On Thursday, October 19, 2017 7:11:33 PM EDT Aleksa Sarai wrote:
> >>> The registration is a pseudo filesystem (proc, since PID tree already
> >>> exists) write of a u8[16] UUID representing the container ID to a file
> >>> representing a process that will become the first process in a new
> >>> container.  This write might place restrictions on mount namespaces
> >>> required to define a container, or at least careful checking of
> >>> namespaces in the kernel to verify permissions of the orchestrator so it
> >>> can't change its own container ID.  A bind mount of nsfs may be
> >>> necessary in the container orchestrator's mntNS.
> >>> Note: Use a 128-bit scalar rather than a string to make compares faster
> >>> and simpler.
> >>> 
> >>> Require a new CAP_CONTAINER_ADMIN to be able to carry out the
> >>> registration.
> >> 
> >> Wouldn't CAP_AUDIT_WRITE be sufficient?
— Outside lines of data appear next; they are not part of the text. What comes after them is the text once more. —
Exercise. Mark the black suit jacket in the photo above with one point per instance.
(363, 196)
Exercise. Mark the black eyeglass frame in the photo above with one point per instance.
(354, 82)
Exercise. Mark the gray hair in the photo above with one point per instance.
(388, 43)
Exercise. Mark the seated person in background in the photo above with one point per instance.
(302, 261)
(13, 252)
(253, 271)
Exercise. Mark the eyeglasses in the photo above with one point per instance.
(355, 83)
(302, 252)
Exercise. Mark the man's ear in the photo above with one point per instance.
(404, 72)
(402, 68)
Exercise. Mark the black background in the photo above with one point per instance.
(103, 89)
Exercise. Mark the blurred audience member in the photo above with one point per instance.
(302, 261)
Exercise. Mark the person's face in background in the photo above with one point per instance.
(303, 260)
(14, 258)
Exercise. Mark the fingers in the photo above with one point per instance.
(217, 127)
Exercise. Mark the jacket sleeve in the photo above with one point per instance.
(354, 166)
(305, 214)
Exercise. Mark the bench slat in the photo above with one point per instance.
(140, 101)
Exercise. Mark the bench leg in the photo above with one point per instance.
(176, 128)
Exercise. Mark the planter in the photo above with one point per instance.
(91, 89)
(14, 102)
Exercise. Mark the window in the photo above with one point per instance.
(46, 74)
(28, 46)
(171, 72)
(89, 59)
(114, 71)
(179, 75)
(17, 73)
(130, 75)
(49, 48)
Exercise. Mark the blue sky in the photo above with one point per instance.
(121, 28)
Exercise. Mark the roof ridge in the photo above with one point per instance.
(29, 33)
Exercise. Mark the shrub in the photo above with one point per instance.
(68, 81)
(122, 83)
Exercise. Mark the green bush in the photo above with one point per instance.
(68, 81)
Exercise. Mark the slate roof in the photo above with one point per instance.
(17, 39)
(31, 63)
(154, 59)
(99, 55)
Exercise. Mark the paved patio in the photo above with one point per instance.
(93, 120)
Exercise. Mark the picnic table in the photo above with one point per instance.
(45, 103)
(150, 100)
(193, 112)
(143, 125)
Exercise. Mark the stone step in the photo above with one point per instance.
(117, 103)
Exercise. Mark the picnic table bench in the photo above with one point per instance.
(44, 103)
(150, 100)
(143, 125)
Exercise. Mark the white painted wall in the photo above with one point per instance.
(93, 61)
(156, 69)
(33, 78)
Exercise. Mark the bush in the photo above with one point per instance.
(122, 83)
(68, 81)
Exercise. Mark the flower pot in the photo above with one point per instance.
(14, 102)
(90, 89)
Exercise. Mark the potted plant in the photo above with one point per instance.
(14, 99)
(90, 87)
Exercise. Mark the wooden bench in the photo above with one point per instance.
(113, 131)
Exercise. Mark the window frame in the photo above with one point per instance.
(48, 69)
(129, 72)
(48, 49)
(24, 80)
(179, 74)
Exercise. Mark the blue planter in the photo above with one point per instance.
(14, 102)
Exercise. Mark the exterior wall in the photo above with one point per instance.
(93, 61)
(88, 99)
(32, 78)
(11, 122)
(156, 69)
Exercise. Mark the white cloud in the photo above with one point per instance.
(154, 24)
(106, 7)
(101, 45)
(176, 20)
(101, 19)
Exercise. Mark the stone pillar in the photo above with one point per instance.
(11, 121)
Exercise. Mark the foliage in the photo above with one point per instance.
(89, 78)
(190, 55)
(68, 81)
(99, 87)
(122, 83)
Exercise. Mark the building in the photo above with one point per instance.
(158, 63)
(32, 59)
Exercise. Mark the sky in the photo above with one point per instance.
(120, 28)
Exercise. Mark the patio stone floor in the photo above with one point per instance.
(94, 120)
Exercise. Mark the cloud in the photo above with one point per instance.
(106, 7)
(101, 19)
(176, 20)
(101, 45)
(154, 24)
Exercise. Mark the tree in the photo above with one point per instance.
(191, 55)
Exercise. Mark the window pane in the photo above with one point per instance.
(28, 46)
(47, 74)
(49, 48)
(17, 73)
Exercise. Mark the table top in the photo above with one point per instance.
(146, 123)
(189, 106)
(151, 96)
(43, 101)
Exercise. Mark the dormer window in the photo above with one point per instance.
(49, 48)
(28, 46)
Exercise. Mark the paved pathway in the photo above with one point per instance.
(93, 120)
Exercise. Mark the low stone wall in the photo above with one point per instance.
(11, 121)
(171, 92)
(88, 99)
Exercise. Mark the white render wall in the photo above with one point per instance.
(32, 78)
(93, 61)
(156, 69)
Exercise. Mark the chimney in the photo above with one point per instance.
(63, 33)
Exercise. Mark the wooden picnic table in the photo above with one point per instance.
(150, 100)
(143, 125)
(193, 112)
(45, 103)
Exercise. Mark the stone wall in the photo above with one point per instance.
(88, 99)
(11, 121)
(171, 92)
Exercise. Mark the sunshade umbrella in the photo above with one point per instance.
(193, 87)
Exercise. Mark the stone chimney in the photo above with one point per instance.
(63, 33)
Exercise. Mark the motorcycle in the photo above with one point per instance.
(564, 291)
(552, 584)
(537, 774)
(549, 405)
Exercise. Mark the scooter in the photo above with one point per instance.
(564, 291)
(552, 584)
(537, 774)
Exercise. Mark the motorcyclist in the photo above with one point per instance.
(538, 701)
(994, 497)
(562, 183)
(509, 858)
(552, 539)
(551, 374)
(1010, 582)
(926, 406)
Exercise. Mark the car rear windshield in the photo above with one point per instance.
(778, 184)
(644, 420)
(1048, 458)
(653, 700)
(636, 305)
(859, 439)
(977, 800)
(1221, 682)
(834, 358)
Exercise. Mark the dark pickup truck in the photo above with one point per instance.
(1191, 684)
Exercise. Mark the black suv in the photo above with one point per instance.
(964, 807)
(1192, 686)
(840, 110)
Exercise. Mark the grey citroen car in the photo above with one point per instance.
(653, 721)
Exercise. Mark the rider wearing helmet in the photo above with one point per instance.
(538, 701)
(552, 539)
After all, this is for auditing.
> > 
> > No, because then any process with that capability (vsftpd) could change
> > its own container ID.  This is discussed more in other parts of the
> > thread...

For the record, I changed my mind. CAP_AUDIT_CONTROL is the correct 
capability. 

> Not if we make the container ID append-only (to support nesting), or
> write-once (the other idea thrown around). 

Well...I like to use lessons learned if they can be applied. In the normal 
world without containers we have uid, auid, and session_id. uid is who you are 
now, auid is how you got into the system, session_id distinguishes individual 
auids. We have a default auid of -1 for system objects and a real number for 
people.

I think there should be the equivalent of auid and session_id but tailored for 
containers. Loginuid == container id. It can be set, overridden, or appended 
to (we'll figure this out later) in very limited circumstances. 
Container_session == session which is tamper-proof. This way things can enter 
a container with the same ID but under a different session. And everything 
else gets to inherit the original ID. This way we can trace actions to 
something that entered the container rather than normal system activity in the 
container.

What a security officer wants to know is what did people do inside the 
system / container. The system objects we typically don't care about. Sure 
they might get hacked and then work on behalf of someone, but they would 
almost always pop a shell so that they can have freedom. That should set off 
an AVC or create other activity that gets picked up.

-Steve

> In that case, you can't move "out" from a particular container ID, you can
> only go "deeper". These semantics don't make sense for generic containers,
> but since the point of this facility is *specifically* for audit I imagine
> that not being able to move a process from a sub-container's ID is a
> benefit.